Richman suggested that voters may split their tickets.
“It seems that some of the public is compartmentalizing this more or less as a Jay Jones issue and maybe not shifting wholesale away from the Democratic ticket,” Richman said.
Meagher countered that Spanberger could carry the ticket.
“Partisanship is a hell of a drug,” Meagher said. “The way that people seem to be sorting themselves these days is really partisan affiliation first, everything else second.”
Miyares, a Cuban-American who made history as the commonwealth’s first Latino statewide official, has campaigned on his accomplishments during his first term, including securing over $1 billion in settlements from pharmaceutical companies for their role in the opioid epidemic, and reducing criminal violence through investments in gang prevention, supporting victim protection funding, supporting community policing in high-crime neighborhoods and increasing penalties for illegal firearm possession.
Jones, who served as assistant attorney general under Democrat Attorney General Mark Herring, has emphasized protecting abortion rights, holding corporate rule breakers accountable and standing up to the Trump administration.
Lieutenant Governor
Democratic State Senator Ghazla Hashmi faces businessman and journalist-turned-political commentator John Reid in the race for lieutenant governor. The race will make history regardless of the outcome, as Reid would become Virginia’s first openly gay statewide official, while Hashmi would be the first Muslim-American and first Asian-American.
In addition to presiding over the state senate, the lieutenant governor enjoys the authority to cast tie-breaking votes. The Wason Center poll has Hashmi leading Reid by two points. Hashmi has out fundraised Reid with $8 million in donations compared to Reid’s $1.7 million.
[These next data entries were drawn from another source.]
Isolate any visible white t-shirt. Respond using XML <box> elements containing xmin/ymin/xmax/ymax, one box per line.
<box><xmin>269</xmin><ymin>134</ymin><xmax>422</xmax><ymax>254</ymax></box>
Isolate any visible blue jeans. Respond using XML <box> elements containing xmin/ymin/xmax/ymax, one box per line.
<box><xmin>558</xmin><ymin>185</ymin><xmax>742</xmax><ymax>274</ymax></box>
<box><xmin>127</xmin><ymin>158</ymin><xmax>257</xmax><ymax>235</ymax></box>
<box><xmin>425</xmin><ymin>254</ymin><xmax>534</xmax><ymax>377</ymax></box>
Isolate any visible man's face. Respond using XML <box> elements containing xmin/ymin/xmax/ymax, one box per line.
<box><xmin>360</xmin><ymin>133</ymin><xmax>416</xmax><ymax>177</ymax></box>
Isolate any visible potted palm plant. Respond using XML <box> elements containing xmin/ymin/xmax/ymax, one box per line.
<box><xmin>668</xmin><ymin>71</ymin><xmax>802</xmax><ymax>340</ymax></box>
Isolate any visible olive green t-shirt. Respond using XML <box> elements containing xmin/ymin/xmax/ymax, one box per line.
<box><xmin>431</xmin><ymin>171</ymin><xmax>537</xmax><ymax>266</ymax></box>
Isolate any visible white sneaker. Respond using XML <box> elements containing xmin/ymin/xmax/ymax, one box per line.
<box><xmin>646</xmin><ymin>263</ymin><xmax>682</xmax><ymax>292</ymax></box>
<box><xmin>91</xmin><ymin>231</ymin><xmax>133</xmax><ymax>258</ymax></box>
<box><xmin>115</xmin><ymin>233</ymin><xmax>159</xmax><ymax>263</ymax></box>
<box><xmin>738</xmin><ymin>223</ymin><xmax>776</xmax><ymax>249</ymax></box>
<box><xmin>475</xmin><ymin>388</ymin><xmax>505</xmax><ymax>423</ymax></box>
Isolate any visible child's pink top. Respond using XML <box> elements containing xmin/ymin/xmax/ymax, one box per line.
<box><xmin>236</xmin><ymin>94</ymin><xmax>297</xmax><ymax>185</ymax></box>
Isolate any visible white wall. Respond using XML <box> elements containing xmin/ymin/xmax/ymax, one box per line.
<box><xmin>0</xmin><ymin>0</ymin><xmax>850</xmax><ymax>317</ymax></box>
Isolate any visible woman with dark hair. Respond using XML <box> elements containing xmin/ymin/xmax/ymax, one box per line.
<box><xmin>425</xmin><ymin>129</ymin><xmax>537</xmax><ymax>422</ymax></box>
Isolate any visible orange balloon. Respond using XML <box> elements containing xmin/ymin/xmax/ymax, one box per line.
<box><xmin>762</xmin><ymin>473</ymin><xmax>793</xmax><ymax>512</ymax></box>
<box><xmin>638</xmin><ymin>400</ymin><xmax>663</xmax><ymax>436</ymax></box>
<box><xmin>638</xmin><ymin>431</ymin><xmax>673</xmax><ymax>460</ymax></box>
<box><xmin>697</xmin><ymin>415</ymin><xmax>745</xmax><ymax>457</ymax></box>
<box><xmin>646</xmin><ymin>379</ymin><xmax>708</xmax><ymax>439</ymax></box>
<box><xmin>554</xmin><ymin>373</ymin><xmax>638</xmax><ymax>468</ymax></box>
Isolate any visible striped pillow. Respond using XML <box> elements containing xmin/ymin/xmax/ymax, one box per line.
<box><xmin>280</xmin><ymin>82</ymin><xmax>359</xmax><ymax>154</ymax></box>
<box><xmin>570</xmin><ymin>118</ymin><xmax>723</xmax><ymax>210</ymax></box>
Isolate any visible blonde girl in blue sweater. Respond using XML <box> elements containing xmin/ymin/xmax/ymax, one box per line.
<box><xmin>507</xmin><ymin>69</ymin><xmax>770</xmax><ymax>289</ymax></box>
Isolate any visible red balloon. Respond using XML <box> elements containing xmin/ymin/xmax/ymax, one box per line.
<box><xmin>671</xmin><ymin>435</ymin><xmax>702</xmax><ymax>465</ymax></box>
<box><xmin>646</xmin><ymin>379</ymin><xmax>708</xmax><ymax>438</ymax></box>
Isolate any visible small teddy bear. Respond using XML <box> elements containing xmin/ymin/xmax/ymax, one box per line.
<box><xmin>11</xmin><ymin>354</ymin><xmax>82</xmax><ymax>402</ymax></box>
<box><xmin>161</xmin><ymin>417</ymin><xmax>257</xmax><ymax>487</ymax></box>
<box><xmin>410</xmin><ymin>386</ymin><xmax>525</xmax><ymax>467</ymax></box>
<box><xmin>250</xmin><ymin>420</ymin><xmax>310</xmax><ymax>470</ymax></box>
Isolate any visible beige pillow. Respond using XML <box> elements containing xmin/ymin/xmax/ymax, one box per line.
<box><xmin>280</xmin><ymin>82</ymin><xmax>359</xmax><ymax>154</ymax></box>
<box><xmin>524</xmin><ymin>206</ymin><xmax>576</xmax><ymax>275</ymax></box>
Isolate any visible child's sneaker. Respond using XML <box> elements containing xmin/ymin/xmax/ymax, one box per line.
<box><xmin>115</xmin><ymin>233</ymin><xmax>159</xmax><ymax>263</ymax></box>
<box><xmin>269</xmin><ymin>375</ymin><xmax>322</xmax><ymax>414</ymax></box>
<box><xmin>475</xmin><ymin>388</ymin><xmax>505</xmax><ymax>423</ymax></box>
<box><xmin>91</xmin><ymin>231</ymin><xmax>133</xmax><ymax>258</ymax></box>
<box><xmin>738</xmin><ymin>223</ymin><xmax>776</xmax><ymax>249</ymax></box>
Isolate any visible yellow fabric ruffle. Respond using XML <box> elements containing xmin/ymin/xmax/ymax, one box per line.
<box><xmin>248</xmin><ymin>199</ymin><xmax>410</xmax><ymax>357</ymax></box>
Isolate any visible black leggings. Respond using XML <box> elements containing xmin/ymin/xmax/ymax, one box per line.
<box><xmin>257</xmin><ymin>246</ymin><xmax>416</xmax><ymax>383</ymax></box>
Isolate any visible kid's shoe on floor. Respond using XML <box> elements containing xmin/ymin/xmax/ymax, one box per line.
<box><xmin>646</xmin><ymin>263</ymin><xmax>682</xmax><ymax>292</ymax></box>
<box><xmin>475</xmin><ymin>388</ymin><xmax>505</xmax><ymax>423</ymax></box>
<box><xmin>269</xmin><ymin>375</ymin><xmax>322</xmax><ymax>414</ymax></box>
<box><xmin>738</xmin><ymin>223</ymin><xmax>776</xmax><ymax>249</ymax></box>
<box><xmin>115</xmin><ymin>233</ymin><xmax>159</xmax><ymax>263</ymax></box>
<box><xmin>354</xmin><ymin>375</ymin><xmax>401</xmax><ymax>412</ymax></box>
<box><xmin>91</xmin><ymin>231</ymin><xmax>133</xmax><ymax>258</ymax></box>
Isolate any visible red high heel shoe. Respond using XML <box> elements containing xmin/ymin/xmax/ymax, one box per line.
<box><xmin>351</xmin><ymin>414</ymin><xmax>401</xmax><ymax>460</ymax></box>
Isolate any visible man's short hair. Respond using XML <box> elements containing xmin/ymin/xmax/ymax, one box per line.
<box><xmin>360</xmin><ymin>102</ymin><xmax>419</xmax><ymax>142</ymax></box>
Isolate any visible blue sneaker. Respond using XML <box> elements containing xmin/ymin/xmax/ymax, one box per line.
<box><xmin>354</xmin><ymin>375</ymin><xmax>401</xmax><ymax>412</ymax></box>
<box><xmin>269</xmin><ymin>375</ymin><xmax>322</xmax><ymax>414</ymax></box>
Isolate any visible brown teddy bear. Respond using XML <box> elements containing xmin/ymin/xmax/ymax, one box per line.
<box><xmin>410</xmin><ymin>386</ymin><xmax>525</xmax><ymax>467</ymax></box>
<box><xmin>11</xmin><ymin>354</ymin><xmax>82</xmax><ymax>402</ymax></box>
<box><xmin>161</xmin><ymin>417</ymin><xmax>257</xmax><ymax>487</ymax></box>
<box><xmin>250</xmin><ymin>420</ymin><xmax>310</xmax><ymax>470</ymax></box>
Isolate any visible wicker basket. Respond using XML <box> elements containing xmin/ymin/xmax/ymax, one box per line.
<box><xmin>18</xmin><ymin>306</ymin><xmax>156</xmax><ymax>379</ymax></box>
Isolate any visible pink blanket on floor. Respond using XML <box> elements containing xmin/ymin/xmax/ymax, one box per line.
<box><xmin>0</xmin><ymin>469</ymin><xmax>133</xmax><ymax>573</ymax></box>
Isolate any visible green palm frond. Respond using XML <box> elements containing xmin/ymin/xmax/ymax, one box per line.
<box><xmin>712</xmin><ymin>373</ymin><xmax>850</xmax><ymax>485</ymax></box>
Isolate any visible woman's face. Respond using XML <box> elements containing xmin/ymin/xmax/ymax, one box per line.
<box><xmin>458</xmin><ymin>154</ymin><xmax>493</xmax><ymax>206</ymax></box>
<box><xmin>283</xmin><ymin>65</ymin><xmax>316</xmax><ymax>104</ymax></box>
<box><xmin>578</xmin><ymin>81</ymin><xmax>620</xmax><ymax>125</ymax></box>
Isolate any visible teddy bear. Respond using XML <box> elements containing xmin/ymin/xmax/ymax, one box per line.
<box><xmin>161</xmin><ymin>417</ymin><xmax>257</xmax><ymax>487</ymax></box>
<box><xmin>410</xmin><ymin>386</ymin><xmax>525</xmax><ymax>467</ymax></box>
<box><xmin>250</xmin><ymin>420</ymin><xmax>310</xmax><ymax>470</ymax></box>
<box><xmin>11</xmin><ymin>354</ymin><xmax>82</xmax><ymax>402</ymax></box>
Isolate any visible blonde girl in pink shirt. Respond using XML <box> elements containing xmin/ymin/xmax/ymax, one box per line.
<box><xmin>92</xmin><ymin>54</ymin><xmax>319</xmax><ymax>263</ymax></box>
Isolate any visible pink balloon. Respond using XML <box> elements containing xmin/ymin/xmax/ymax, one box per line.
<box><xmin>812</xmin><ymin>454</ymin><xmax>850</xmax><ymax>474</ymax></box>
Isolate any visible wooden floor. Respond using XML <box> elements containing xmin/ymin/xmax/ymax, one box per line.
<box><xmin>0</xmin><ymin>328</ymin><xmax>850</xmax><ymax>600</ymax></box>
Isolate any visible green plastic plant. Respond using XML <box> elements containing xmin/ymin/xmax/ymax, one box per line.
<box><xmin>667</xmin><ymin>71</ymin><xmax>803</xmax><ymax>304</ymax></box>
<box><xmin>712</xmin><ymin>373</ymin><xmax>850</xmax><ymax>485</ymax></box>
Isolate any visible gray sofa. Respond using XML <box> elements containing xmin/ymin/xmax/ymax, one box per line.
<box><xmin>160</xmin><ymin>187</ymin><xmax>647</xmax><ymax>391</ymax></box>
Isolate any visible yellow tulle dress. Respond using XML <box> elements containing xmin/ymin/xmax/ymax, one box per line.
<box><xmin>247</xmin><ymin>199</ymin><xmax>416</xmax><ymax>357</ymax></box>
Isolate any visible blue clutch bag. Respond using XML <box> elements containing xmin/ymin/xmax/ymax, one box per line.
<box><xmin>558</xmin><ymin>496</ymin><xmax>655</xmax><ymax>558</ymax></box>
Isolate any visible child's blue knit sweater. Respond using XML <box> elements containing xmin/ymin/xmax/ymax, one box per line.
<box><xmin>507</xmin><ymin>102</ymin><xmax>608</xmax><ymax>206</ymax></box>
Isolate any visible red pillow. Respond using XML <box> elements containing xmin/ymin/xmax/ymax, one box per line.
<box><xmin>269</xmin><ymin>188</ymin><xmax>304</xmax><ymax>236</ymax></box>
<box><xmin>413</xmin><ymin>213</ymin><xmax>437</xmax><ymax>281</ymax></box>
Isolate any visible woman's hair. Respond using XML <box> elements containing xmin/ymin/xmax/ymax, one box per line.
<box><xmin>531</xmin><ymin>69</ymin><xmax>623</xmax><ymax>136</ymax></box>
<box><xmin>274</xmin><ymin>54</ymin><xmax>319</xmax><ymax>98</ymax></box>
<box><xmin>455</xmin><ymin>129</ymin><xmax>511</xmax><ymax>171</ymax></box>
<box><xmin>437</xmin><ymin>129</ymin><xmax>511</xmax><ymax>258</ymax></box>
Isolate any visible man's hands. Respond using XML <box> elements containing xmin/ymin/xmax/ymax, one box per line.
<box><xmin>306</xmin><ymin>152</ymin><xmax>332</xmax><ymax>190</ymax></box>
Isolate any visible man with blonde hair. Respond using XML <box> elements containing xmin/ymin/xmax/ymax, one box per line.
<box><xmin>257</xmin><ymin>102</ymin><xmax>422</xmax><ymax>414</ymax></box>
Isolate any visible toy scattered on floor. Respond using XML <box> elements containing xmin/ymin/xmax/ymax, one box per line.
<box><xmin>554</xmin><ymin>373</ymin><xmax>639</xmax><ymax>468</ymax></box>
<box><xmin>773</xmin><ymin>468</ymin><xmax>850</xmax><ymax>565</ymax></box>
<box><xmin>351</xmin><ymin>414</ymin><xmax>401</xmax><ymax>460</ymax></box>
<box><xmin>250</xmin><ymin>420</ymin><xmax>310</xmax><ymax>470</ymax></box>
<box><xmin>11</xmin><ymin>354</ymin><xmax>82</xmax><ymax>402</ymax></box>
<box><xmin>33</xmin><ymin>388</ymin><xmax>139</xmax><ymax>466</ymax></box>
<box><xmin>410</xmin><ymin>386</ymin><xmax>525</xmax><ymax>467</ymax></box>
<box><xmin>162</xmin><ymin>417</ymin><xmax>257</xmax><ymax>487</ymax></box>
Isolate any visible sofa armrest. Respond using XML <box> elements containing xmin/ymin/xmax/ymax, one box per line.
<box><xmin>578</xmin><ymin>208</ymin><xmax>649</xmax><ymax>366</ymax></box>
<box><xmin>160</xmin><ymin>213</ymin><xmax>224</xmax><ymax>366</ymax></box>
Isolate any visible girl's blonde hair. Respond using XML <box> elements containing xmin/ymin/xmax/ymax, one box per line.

Hashmi has focused her campaign on protecting abortion access, preventing gun violence through strengthening gun control measures, fighting bigotry and supporting workers’ rights to organize.
Reid’s campaign has focused on lowering taxes and deregulating businesses, supporting law enforcement officers, defending the rights of gun owners and eliminating what he calls the leftist social agendas, which include diversity initiatives and pro-transgender policies.